Küçük Beyaz Yalanlar
Yazar: Ali ErcivanGuillaume Canet, bundan birkaç yıl önce oyunculuktan yönetmenliğe başarılı bir geçiş yapmıştı. Yönetmen dalında César kazandığı Kimseye Söyleme (Ne le dis à personne) usta işi bir duygusal polisiyeydi. Merakla beklenen yeni filmi ise ülkesinde aynı derecede heyecanla karşılanmadı.
Küçük Beyaz Yalanlar uzun yıllardır beraber olan bir arkadaş grubunun öyküsünü anlatıyor. Her yaz yaptıkları gibi topluca tatile çıkmaya hazırlanıyorlar. Ancak içlerinden biri, Ludo, ciddi bir trafik kazası geçirince hepsi sarsılıyor. Yine de onun tedavisi sırasında elleri kolları bağlı beklemek yerine tatil planlarını uygulamayı tercih ediyorlar. Sadece daha kısa tutmak kaydıyla... Neyse ki film bunun ne kadar bencilce olduğunu hepsinin yüzüne bağırıyor bir noktada.
Arkadaşlarını bırakıp kaçmalarının sebebi, ölüm fikriyle yüzleşmeye hazır olmamaları belki. Ve kendi dertleriyle çok fazla meşgul olmaları. Birbirlerine karşı her konuda dürüst davrandıkları da söylenemez. Artık on beş, yirmi yıl önceki insanlar değiller.
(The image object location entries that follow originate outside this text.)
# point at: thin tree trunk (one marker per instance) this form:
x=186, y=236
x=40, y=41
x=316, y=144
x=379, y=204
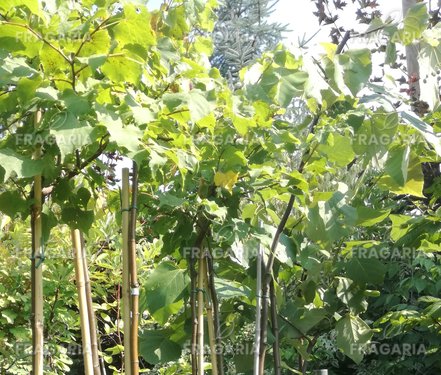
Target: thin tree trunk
x=413, y=67
x=267, y=281
x=91, y=313
x=194, y=319
x=134, y=290
x=125, y=271
x=216, y=319
x=201, y=271
x=275, y=329
x=258, y=310
x=37, y=271
x=82, y=301
x=211, y=328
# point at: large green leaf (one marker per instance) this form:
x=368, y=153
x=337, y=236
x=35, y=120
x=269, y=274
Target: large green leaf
x=366, y=270
x=415, y=23
x=291, y=85
x=23, y=166
x=397, y=164
x=156, y=347
x=70, y=134
x=357, y=66
x=353, y=336
x=134, y=28
x=162, y=290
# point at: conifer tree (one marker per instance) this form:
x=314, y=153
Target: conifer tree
x=242, y=33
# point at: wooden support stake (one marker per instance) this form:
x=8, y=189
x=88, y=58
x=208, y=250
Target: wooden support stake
x=201, y=272
x=91, y=313
x=82, y=301
x=134, y=289
x=211, y=328
x=125, y=271
x=37, y=270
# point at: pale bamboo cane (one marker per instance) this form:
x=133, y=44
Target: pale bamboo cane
x=82, y=301
x=125, y=272
x=37, y=270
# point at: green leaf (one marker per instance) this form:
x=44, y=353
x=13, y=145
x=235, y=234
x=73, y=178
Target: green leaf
x=415, y=23
x=366, y=270
x=353, y=336
x=135, y=28
x=338, y=150
x=23, y=166
x=124, y=136
x=162, y=291
x=9, y=315
x=357, y=67
x=425, y=130
x=32, y=5
x=12, y=203
x=19, y=41
x=398, y=163
x=227, y=289
x=414, y=184
x=123, y=68
x=199, y=106
x=291, y=85
x=368, y=217
x=77, y=218
x=156, y=347
x=70, y=134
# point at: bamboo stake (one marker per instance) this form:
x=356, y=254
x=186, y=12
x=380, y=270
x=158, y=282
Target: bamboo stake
x=134, y=290
x=211, y=328
x=125, y=271
x=37, y=270
x=275, y=329
x=201, y=271
x=215, y=305
x=90, y=313
x=258, y=310
x=194, y=319
x=82, y=299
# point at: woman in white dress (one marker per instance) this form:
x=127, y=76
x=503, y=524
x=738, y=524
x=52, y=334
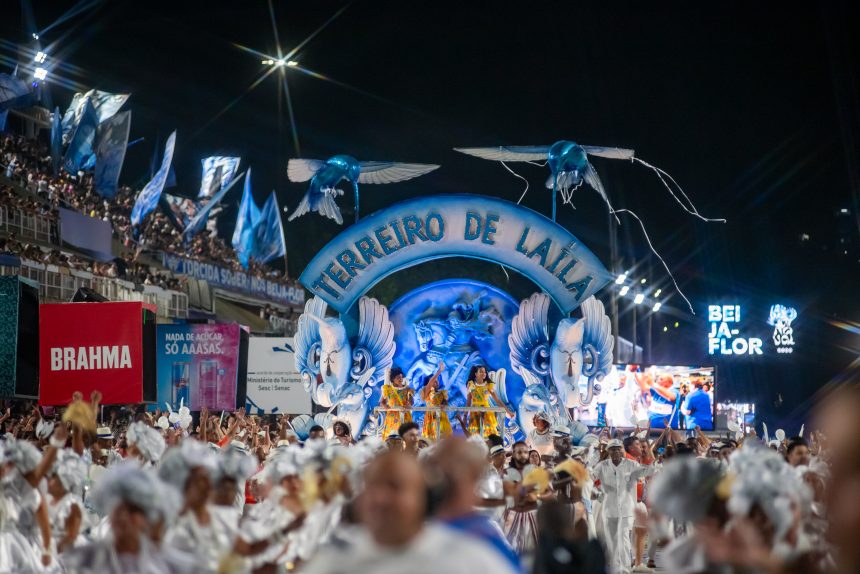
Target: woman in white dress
x=65, y=507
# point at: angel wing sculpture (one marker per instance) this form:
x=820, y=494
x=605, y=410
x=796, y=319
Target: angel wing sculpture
x=552, y=370
x=339, y=373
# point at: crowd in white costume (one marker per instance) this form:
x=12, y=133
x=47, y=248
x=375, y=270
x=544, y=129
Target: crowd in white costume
x=329, y=505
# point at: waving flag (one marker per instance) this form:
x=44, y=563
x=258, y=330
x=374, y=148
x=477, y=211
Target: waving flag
x=104, y=103
x=203, y=210
x=56, y=141
x=218, y=171
x=147, y=199
x=269, y=233
x=246, y=222
x=111, y=141
x=80, y=150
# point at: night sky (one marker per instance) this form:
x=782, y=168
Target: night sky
x=752, y=107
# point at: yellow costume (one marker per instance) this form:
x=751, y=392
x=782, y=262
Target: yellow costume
x=396, y=397
x=481, y=398
x=436, y=424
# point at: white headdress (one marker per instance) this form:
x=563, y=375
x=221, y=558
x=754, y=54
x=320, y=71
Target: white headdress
x=765, y=479
x=685, y=488
x=235, y=464
x=24, y=455
x=127, y=482
x=147, y=440
x=178, y=463
x=71, y=470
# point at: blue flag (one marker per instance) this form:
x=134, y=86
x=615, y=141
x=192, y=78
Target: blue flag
x=246, y=221
x=111, y=141
x=218, y=171
x=203, y=212
x=14, y=93
x=147, y=199
x=56, y=141
x=269, y=233
x=104, y=103
x=80, y=150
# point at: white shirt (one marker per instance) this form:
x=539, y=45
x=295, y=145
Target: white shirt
x=514, y=475
x=618, y=483
x=436, y=549
x=541, y=442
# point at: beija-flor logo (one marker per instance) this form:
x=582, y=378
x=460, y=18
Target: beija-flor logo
x=783, y=334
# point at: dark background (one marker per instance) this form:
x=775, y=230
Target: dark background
x=751, y=106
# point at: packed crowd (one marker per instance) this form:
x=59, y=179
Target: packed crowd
x=181, y=492
x=28, y=163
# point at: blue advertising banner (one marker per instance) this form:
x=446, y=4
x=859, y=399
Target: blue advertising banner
x=198, y=365
x=234, y=280
x=147, y=199
x=479, y=227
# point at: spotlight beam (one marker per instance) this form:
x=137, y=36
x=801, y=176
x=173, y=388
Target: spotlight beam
x=233, y=102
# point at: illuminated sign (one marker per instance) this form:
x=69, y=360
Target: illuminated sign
x=783, y=334
x=725, y=337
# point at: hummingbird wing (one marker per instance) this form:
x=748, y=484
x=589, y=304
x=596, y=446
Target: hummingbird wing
x=590, y=176
x=507, y=153
x=390, y=171
x=303, y=169
x=610, y=152
x=321, y=202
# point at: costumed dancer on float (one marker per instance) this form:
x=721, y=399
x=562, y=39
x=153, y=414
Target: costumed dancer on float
x=481, y=390
x=436, y=425
x=396, y=393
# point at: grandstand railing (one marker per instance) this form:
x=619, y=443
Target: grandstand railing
x=60, y=284
x=28, y=225
x=280, y=325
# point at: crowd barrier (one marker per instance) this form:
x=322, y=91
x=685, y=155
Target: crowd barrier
x=59, y=284
x=500, y=414
x=282, y=326
x=28, y=225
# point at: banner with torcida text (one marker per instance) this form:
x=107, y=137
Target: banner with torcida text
x=198, y=365
x=91, y=347
x=274, y=382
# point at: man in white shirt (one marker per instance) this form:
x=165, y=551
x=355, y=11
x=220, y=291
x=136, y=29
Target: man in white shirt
x=618, y=477
x=540, y=437
x=395, y=537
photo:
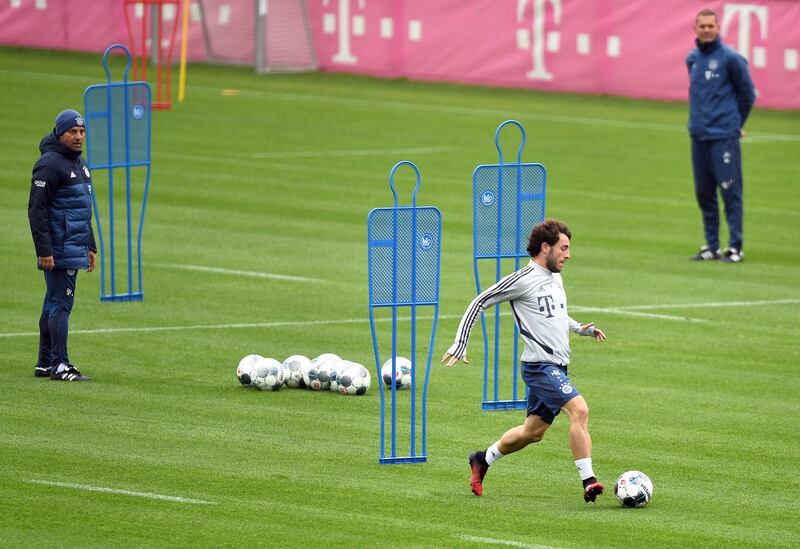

Bütün bu koşullar, aralarındaki çatışmaların tatil boyunca su yüzüne çıkmasına sebep oluyor.
Küçük Beyaz Yalanlar'ın olgun bir sinema girişimi olduğunu ve yetişkin dertlerine duyarlılıkla eğildiğini gözardı edemeyiz. Birinci sınıf oyuncu kadrosunun katkısıyla umursadığımız, hatta sevdiğimiz karakterler yaratmayı başarıyor. Onlarla sevinip keyifleniyor, onlar için üzülüyoruz. Ancak filmin kendisi de tatil havasında, gevşek bir ritme sahip. Biçimle içerik uyuşuyor işte desek bile, iki buçuk saate varan süresiyle Küçük Beyaz Yalanlar biraz sarkıyor, odağını bulmakta güçlük çekiyor.
Lawrence Kasdan'ın 1983 tarihli The Big Chill adlı filmini izlemiş miydiniz? Küçük Beyaz Yalanlar benzer dertlerden yola çıkmış. Ancak her ne kadar yönetmen Canet temiz bir iş çıkarmışsa da senarist Canet aynı ölçüde derinlikli tahliller sunamıyor bize. Bazı karakterlerini son derece yüzeysel bir şekilde işlerken, iki aile babası olan Max ve Vincent arasındaki ilişkiyi neredeyse öykünün ana aksı haline getiriyor. Çünkü elindeki en -belki de tek- güçlü dramatik çatışma orada. Kimseye karşı yargılayıcı olmayacağım derken, kimi zaman fazla duygusal yaklaşıyor.
Biraz daha disiplinli, daha az dağınık bir öykü kurgusuna ihtiyacı var filmin. Dengeye ihtiyacı var diyelim ya da. Ayrıca finaldeki gözyaşı sömürüsü gibi bazı sahnelerden de kurtulmak gerek. Objektif bir gözün elinde bir haftalık daha montaj işi yani çoğu. Henüz ideal halini bulamamış gibi Küçük Beyaz Yalanlar.
Son bir not. Guillaume Canet, ilk filminde de birçok İngilizce şarkı kullanmıştı. Bu kez sadece kullanmakla kalmamış, filmini İngilizce şarkılara boğmuş. Kötü kullanıldıklarını söylemiyorum, yanlış anlamayın. Ancak kibirli olmakla ve bildikleri halde kendi topraklarında İngilizce konuşmaya yanaşmamakla tanınan Fransızların filmlerinde bu şarkıları böylesine çok duymak insanı şaşırtıyor doğrusu.